Beta-blockers are a wide range of drugs that are used for different clinical advantages but also carry the possibility of side effects. Beta-blockers are advised by physicians and nurse practitioners in both outpatient and inpatient settings, mostly for the treatment of cardiovascular-related diseases. If a patient is admitted to a ward, observing the clinical reactions and possible side effects is an interprofessional duty. Nurses will normally be the first respondents to take note of any unfavorable reactions, such as a change in vital signs.

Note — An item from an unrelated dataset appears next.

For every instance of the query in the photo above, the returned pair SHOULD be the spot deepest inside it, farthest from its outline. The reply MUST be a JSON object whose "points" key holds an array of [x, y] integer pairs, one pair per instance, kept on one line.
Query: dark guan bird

Many clinical trials have been carried out on beta-blockers and proved then to prolong life in patients with cardiovascular illness. The health care team should prescribe, manage, and monitor the use of beta-blockers safely and productively.4


  1. Centers for Disease Control and Prevention. (2022, July 15). Heart disease facts. Centers for Disease Control and Prevention. Retrieved August 9, 2022, from
This page was last reviewed and updated by on Mar 23, 2021.